On February 3rd, 2012, the Court of Appeal reversed a decision of the Commission des relations du travail (C.R.T.) and accepted the complaint for dismissal not made for good and sufficient cause, filed by Patrick Jean (the Employee), against his previous employer, Omegachem inc. (the Employer).

In this case, the Employer, a company in the field of organic chemistry hired in 2002, for a fixed period of one year, the Employee, a chemist living in France, for the position of Chief of production and processes.

The letter of employment which was sent by the Employer to the Employee provided that at the time of his arrival, the Employee was to sign a confidentiality and non-competition agreement, mandatory for all the personnel.
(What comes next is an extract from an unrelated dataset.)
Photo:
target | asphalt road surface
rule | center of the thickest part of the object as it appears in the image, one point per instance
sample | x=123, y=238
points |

However, upon his arrival, the Employee only signed a confidentiality agreement and the Employer did not submit any non-competition agreement.
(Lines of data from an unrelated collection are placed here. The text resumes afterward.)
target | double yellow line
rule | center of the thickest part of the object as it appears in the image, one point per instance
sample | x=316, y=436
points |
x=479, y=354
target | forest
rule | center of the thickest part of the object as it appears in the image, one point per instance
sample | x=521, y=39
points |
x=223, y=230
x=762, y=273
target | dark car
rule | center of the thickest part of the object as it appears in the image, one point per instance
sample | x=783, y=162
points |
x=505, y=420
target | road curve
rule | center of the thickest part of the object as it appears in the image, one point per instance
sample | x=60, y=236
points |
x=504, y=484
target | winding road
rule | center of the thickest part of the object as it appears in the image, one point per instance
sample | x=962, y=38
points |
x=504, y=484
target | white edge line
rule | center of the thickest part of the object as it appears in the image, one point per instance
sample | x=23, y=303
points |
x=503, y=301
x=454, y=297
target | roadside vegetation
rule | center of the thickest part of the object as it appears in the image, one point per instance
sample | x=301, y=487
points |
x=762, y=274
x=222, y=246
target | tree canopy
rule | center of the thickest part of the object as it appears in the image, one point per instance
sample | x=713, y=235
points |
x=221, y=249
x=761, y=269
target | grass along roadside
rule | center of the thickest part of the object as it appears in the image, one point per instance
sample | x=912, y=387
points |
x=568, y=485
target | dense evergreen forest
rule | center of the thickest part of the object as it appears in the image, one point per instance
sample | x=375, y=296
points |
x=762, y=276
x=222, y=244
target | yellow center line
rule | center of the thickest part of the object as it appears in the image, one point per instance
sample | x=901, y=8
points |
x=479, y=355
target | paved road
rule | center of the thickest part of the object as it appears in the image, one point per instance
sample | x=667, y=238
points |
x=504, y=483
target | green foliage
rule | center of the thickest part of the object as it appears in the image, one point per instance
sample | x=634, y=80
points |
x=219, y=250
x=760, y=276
The Employee continued working for the Employer until the expiration of the one year term and it was only in 2005, three years later, that the Employer asked the Employee to sign the non-competition agreement. The Employee consulted with a lawyer and asked to negotiate this agreement and to obtain in exchange a termination pay equivalent to the salary which would be paid to him during the non-competition term.

In 2006, the Employer came back with a new draft of the non-competition agreement. The Employee refused it and in light of the refusal, the Employer dismissed the Employee on April 27, 2007. The Employee filed a complaint for dismissal not made for good and sufficient cause which was rejected by the C.R.T. on the grounds that by refusing to sign the non-competition agreement, the Employee violated an essential term of his contract of employment, which constitutes a good and sufficient cause of dismissal. In judicial review, the Superior Court shared this opinion.

Taking the opposite view, the Court of Appeal reversed the decision of the C.R.T. for the following reasons :

  • A non-competition agreement was not presented to the Employee upon his arrival, as provided in the letter of employment;
  • The working conditions of the Employee pursuant to the letter of employment were subsequently modified and a new agreement was reached between the parties, which is silent in regards to the non-competition agreement.
  • The agreement mentioned in the letter of employment could not constitute a valid obligation because on the one hand, a non-competition clause must be stipulated in writing and in express terms (2089 par. 1 C.c.Q.) and on the other hand, the debtor's obligation must be determinate or determinable (1373 C.c.Q.);
  • The non-competition clause in itself is problematic in terms of its legality with regards to the criteria mentioned in section 2089 par. 2 C.c.Q.